Heute ist die Kuomintang die mächtigste Oppositionspartei auf der Insel. Doch sie kämpft mit einem Problem: Ihrer konservativen Haltung, wonach die Bevölkerung Taiwans eigentlich chinesisch, aber zum demokratischen Exil auf der Insel verdammt sei, stimmen immer weniger Wähler zu. Sie sterben schlichtweg aus - die Kernwählerschaft der KMT besteht aus Älteren vom Land, die irgendwann in Zukunft gerne einmal mit China wiedervereint wären, sofern das ohne Kommunisten an der Macht möglich wäre.
Um diesem Ruf entgegenzuwirken, präsentierten die Altvorderen der KMT für diese Wahl einen untypischen Kandidaten: Den 66-jährigen, ehemaligen Polizisten Hou You-ih. Anders als die allermeisten KMT-Funktionäre entstammt Hou einer Familie, die schon vor der Ankunft der Chinesen auf Taiwan lebte. Der charismatische Bürgermeister von Neu-Taipeh (Vororte der Hauptstadt) soll neue Wählergruppen ansprechen.
In der Frage nach dem richtigen Umgang mit der großen Bedrohung vom Festland tritt Hou für eine deutlich freundlichere Haltung gegenüber China ein. Er wolle gleichzeitig auf Abschreckung, Dialog und Deeskalation setzen sowie den Handel mit dem Reich der Mitte vertiefen, um Taiwans Sicherheit zu garantieren. Solange Peking eine friedliche Wiedervereinigung mit Taiwan für realistisch hält, so Hous Argumentation, habe man keinen Angriff zu befürchten.

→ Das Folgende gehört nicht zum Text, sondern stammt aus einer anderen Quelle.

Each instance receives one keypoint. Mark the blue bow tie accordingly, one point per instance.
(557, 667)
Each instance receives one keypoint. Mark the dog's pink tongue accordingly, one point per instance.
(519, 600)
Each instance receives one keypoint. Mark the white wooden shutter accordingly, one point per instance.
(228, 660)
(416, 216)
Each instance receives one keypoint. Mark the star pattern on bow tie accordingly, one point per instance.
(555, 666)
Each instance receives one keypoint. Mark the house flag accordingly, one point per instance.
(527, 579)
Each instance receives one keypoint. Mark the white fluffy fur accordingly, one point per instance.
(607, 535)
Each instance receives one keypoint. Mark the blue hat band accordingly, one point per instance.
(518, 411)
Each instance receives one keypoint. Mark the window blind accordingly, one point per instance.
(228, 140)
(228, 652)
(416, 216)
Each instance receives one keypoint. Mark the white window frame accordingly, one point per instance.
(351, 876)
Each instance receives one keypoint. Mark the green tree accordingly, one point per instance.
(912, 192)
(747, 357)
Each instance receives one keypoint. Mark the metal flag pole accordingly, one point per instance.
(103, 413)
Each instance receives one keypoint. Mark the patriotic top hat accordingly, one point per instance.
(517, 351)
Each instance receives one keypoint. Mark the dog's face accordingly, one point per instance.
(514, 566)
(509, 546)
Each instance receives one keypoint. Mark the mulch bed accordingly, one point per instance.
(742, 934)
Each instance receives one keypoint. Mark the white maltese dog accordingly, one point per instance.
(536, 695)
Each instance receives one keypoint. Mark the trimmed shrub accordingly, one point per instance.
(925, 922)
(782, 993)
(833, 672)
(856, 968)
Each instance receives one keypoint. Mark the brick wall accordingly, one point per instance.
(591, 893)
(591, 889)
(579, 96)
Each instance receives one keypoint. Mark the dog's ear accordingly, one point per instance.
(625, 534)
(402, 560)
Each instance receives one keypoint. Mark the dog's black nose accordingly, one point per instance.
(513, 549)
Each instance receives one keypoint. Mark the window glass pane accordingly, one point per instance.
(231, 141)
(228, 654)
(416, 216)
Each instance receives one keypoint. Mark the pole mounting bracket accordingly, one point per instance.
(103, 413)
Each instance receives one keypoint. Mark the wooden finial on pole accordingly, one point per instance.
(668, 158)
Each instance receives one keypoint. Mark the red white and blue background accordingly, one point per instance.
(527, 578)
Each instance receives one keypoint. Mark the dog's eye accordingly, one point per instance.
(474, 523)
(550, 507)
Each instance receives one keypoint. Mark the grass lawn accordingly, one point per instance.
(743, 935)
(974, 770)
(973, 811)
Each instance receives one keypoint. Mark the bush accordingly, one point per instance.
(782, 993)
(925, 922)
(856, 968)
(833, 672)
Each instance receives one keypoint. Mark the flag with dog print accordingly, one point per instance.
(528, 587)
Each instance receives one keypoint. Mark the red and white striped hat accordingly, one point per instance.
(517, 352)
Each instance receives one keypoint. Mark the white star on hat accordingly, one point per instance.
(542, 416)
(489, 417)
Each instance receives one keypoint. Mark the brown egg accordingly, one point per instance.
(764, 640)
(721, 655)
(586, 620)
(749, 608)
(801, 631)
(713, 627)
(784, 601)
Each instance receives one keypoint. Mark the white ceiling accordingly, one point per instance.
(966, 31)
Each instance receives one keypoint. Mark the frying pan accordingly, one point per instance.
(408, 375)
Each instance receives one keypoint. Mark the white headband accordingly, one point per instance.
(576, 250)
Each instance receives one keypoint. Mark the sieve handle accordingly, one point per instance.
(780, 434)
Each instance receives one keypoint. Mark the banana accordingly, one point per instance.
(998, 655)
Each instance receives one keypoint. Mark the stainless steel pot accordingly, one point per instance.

Setze man den bisherigen Kurs der US-Nähe fort, sei ein Krieg mit China dagegen "unvermeidlich", so Hou, der sogar mehrfach Wort für Wort die chinesische Formulierung übernahm: Die Wahl sei eine zwischen "Krieg" - der DPP - und "Frieden" - ihm selbst.
Oppositionskandidat Ko Wen-je (TPP): Der pragmatische Populist
Der alte Streit zwischen der DPP und der Kuomintang bestimmt die taiwanische Innenpolitik seit Jahrzehnten. Dass dieser Wahlkampf so unvorhersehbar ist, liegt deshalb vor allem an einem Mann: Ko Wen-je. Der studierte Hirnchirurg begann seine politische Karriere als Quereinsteiger, regierte bis Ende 2022 acht Jahre lang als parteiunabhängiger Bürgermeister die Hauptstadt Taipeh.
Inzwischen hat Ko seine eigene Partei gegründet, die Taiwanische Volkspartei (TPP), für die er auch als Präsidentschaftskandidat ins Rennen geht. Der Populist machte lange mit Kritik an beiden etablierten Parteien auf sich aufmerksam, die sich aus seiner Sicht zu oft mit ideologischen Grabenkämpfen und zu selten mit Realpolitik beschäftigen. Spätestens, seit die Tsai-Regierung im Jänner 2023 die Wehrpflicht wegen der Bedrohung durch China auf ein Jahr ausweiten ließ, liefen viele junge DPP-Wähler zu Kos TPP über.
Ko ist jedoch kein Mann klarer Haltungen. Noch zu Beginn des Wahlkampfes hatte er erklärt, die Dinge, die er im Leben am meisten hasse, seien "Kakerlaken... und die KMT". Weil der 66-Jährige jedoch ebenfalls für eine weniger konfrontative Haltung gegenüber China eintritt, waren die nächsten Wochen von der Frage geprägt, ob er nicht gemeinsam mit Hou You-ih für die Kuomintang kandidieren würde.
Ko und Hou trafen sich mehrmals für Verhandlungen, auf Nachfrage erklärte Ko, er habe sich dazu bereit erklärt, weil er "die DPP noch mehr hasse". Schließlich scheiterte die Zusammenarbeit aber an der Frage, wer als Präsidentschafts- und wer als Vizepräsidentschaftskandidat ins Rennen geht. Seither erklärt der TPP-Chef: "Die DPP ist zu sehr auf Konfrontationskurs mit China, während die KMT immer nur über Zusammenarbeit mit nachdenkt. Wir müssen bereit sein, mit Peking zu kooperieren, aber auch mit ihnen in die Konfrontation gehen, wenn es nötig ist."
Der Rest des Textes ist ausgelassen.